Impermanence, or Safe as Houses

May 2011

Our quiet working-class neighborhood has gone through a lot of changes in the almost 20 years we’ve been here. We live at the end of a cul de sac — dead end street sounds so harsh — and when we moved in there were several houses occupied by their original owners. All people in their 70s or older. The demographics covered at least three races, occupations from traditional blue collar to professional and a gay couple of each gender. Quite a diverse mix, and quite wonderful in its own way.

We worked at home with hard-to-explain jobs which made us rare birds to be sure and were then the closest thing to yuppies on the street — though that appellation would be a stretch even if you only considered our ages. We loved the neighborhood in the “good old days” and it loved us back. But as the aged aged and one by one passed away, the composition of the neighborhood changed. From being one of the youngest couples on the street we are now among the oldest and there are even a couple more houses sheltering self-employed, work-at-home types. So now we find ourselves welcoming newcomers in much the same way we were welcomed. Completing the circle I suppose.

The larger neighborhood has also changed. Antique stores, art galleries, and tea houses have replaced plumbing supply houses, moving companies and biker bars. We even have an expensive restaurant with valet parking as well as a doggie day spa. But we still have a real hardware store, a Laundromat and the best ice cream and candy maker in the city.

Another addition is the mega-church whose pastor’s books are reviewed elsewhere herein. It occupies 2/3rds of a block abutting an old machine tool factory; once the pride of the city when it was a machine tool capital. The workers in that plant and others nearby built and lived in most of the houses hereabouts.

Also on the mega-church block are a chain auto parts store, a hospital’s satellite clinic and 8 or 10 houses. The houses are small and old, not at all grand, but cute and mostly well-kept as they say. The other day I noticed a large backhoe in a yard and then the boarded up windows and condemned stickers caught my eye. The last house in the row abuts one of the church’s parking lots. I admit that a church with thousands of members and 4 or 5 services a week plus affinity groups, free Wi-Fi and coffee not to mention outreach programs needs ample parking. Someone once said that the volunteers who manage the parking lot traffic on Sunday mornings could moonlight as air traffic controllers.

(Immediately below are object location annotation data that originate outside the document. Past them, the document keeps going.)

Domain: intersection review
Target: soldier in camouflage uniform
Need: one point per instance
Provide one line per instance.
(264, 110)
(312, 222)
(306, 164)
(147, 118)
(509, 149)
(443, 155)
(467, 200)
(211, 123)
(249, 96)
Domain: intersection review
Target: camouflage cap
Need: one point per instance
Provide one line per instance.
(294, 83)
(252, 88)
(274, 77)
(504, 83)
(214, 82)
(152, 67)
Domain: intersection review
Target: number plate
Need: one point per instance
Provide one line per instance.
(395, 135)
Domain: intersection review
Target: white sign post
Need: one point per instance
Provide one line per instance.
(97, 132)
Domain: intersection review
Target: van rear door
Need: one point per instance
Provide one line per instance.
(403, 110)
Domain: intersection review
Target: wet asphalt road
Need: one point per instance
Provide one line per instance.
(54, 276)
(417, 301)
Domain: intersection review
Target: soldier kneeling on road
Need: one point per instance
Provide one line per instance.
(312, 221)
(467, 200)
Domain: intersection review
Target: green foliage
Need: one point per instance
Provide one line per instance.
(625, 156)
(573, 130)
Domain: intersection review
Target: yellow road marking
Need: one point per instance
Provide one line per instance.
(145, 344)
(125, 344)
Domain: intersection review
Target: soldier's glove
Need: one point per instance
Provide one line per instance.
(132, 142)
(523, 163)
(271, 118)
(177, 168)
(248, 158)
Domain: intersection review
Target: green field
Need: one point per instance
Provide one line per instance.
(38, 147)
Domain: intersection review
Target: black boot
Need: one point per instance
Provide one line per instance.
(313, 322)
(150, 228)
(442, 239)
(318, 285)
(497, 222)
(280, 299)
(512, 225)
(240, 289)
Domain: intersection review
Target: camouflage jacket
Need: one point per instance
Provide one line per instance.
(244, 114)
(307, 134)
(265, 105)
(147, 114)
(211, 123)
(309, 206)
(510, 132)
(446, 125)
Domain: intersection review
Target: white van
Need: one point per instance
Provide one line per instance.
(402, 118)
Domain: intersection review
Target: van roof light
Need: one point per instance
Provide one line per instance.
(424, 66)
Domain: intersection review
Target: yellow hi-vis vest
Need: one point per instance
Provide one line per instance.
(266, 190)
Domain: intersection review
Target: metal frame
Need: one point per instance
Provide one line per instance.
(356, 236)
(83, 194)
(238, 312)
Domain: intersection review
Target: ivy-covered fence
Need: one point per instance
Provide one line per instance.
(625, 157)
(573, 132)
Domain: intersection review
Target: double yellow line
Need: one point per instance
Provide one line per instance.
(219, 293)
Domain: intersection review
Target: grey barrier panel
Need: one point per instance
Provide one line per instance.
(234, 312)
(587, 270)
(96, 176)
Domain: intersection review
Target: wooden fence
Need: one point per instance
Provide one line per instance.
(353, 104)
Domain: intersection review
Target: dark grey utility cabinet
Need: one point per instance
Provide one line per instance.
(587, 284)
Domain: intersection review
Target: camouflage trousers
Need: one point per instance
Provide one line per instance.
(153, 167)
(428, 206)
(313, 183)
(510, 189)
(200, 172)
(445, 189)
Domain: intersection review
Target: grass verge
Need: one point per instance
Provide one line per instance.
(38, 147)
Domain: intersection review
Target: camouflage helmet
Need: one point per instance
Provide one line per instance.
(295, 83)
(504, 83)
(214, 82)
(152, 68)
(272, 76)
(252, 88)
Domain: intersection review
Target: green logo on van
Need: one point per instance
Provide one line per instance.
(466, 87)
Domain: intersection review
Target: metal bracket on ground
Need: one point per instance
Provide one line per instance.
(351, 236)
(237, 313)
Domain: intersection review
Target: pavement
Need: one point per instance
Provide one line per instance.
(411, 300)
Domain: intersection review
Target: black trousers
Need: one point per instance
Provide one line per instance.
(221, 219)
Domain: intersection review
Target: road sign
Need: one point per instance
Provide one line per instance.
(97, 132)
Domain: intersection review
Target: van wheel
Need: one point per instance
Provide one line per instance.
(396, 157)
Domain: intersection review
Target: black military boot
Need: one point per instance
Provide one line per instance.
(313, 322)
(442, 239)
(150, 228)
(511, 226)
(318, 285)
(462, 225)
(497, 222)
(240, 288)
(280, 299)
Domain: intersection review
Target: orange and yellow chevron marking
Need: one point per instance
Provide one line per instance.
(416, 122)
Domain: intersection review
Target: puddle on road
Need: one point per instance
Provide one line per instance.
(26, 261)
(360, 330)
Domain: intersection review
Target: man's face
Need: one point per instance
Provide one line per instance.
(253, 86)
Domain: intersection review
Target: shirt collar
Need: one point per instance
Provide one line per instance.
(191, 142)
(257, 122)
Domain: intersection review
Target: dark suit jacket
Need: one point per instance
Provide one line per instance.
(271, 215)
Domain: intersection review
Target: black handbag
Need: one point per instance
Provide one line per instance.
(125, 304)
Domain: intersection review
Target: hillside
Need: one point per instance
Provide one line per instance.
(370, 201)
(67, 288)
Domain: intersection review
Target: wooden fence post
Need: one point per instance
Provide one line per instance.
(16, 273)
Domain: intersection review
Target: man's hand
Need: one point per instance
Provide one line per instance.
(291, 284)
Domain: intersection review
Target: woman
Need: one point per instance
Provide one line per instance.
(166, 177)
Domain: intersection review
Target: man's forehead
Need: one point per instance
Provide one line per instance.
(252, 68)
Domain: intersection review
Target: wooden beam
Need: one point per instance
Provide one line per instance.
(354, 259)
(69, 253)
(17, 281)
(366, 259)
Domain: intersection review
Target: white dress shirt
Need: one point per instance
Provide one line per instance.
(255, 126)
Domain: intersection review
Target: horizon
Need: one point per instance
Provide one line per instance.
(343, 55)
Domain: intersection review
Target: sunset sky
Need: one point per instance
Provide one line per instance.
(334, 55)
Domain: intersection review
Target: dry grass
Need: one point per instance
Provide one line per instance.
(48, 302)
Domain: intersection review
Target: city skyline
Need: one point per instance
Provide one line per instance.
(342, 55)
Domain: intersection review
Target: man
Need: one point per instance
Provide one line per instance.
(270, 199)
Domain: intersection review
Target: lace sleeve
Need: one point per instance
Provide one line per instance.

Change is all around us and even within us all the time. The pace of some change is slow enough to safely ignore for awhile. We might notice the individual markers — plumbing supply house morphs into antique mall or greasy spoon into fancy burger joint — without allowing ourselves to really grasp the trend. Then we wake up one day to find all the good-paying factory jobs are gone or that there are no independent bookstores left in the wake of Borders, Barnes & Noble and Amazon. Perhaps it is a blessing to see the trees but not the forest sometimes. And perhaps by the time the familiar is completely gone we have become accustomed to the new and our regret and grief are lessened.

I have a visceral reaction to houses being demolished. I realize my reaction is deeply rooted in my own sense of security or insecurity in the world and that I project my own fears or hopes upon those houses being razed. Another part of the emotional issue is just how quickly and easily a house is reduced to rubble.

All the houses I have been fortunate enough to live in have felt solid, substantial, and protective. Sometimes the people I lived with or the circumstances didn’t feel completely safe but the houses themselves held a material comfort. Even today with the safety of our house and home threatened by serious illness and its accompanying issues, the house we live in — as modest as it is — holds great comfort for me and the others who live here. My partner often says that this has been a good house for us, and it has and will be, I hope, for quite some time.

I know that the safety of houses or homes is mostly an illusion — especially during tornado season — and an emotional fiction. Life crosses the threshold and streams in with the sunlight. And that is as it should be. But I might like it more if they disassembled those houses, taking the time to salvage useful or recyclable materials rather than just creating another load for the landfill.

1 comment:

  1. "I have a visceral reaction to houses being demolished."
    -HIW

    This is shared. I respect the aspect of Japanese culture being repair focused especially in comparison to my own "disposable" culture. Musashi Sensei further touches on perhaps the spirit that goes into creating a home. I think because of this perception I tend to like the ascetic qualities of a home with bare, knotted sub floor or supports. Much like people, no matter how pleasing they might appear what really matters to me is how it makes me feel during a storm.

    "In the construction of houses, choice of woods is made. Straight un-knotted timber of good appearance is used for the revealed pillars, straight timber with small defects is used for the inner pillars. Timbers of the finest appearance, even if a little weak, is used for the thresholds, lintels, doors, and sliding doors, and so on. Good strong timber, though it be gnarled and knotted, can always be used discreetly in construction."